Publisher: University of Chicago Press
ISBN: 0226731308
Category : Science
Languages : en
Pages : 639
Book Description
In the late eighteenth and early nineteenth centuries, scientists reconstructed the immensely long history of the earth—and the relatively recent arrival of human life. The geologists of the period, many of whom were devout believers, agreed about this vast timescale. But despite this apparent harmony between geology and Genesis, these scientists still debated a great many questions: Had the earth cooled from its origin as a fiery ball in space, or had it always been the same kind of place as it is now? Was prehuman life marked by mass extinctions, or had fauna and flora changed slowly over time? The first detailed account of the reconstruction of prehuman geohistory, Martin J. S. Rudwick’s Worlds Before Adam picks up where his celebrated Bursting the Limits of Time leaves off.
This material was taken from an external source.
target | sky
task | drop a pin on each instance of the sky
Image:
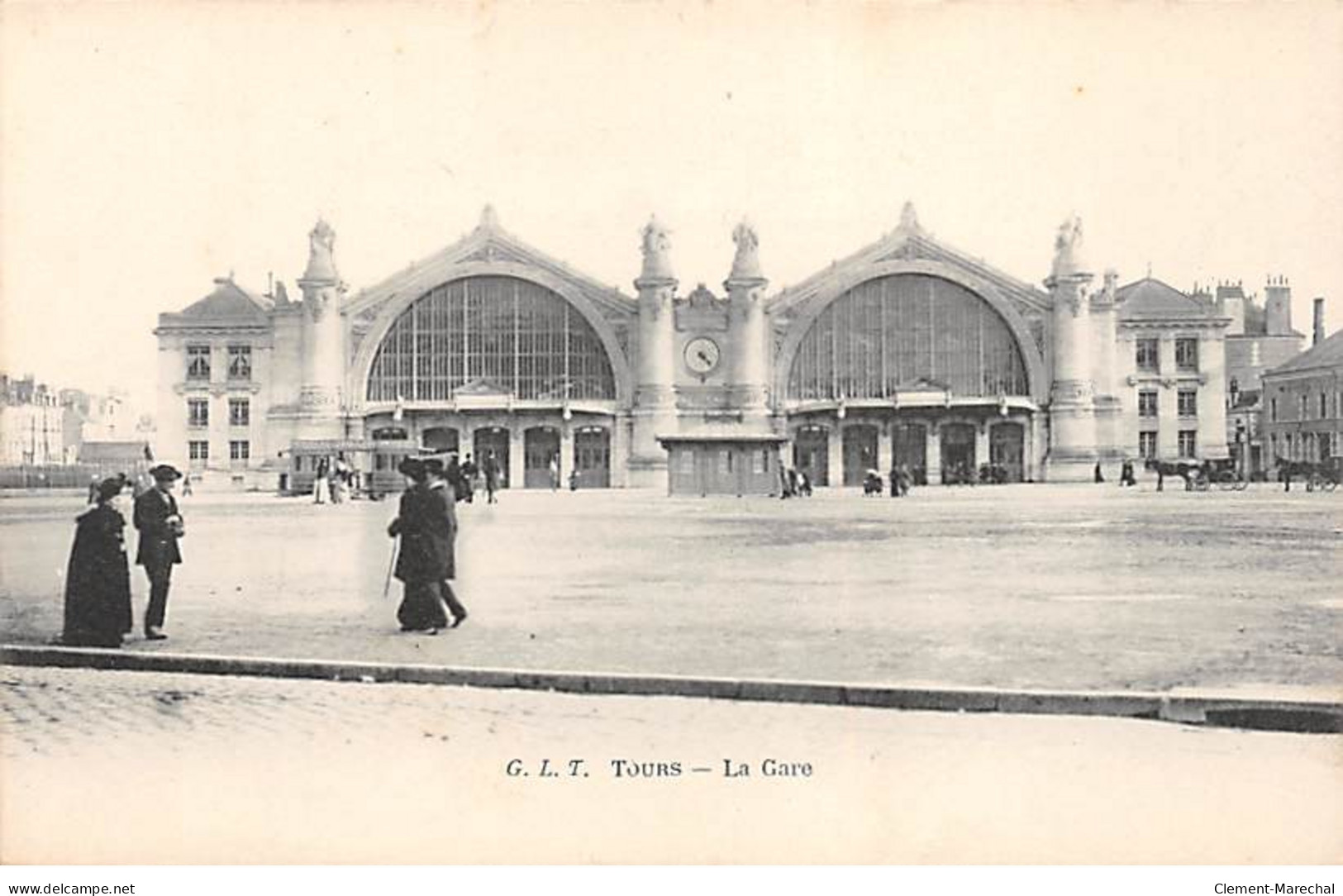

Here, Rudwick takes readers from the post-Napoleonic Restoration in Europe to the early years of Britain’s Victorian age, chronicling the staggering discoveries geologists made during the period: the unearthing of the first dinosaur fossils, the glacial theory of the last ice age, and the meaning of igneous rocks, among others. Ultimately, Rudwick reveals geology to be the first of the sciences to investigate the historical dimension of nature, a model that Charles Darwin used in developing his evolutionary theory. Featuring an international cast of colorful characters, with Georges Cuvier and Charles Lyell playing major roles and Darwin appearing as a young geologist, Worlds Before Adam is a worthy successor to Rudwick’s magisterial first volume. Completing the highly readable narrative of one of the most momentous changes in human understanding of our place in the natural world, Worlds Before Adam is a capstone to the career of one of the world’s leading historians of science.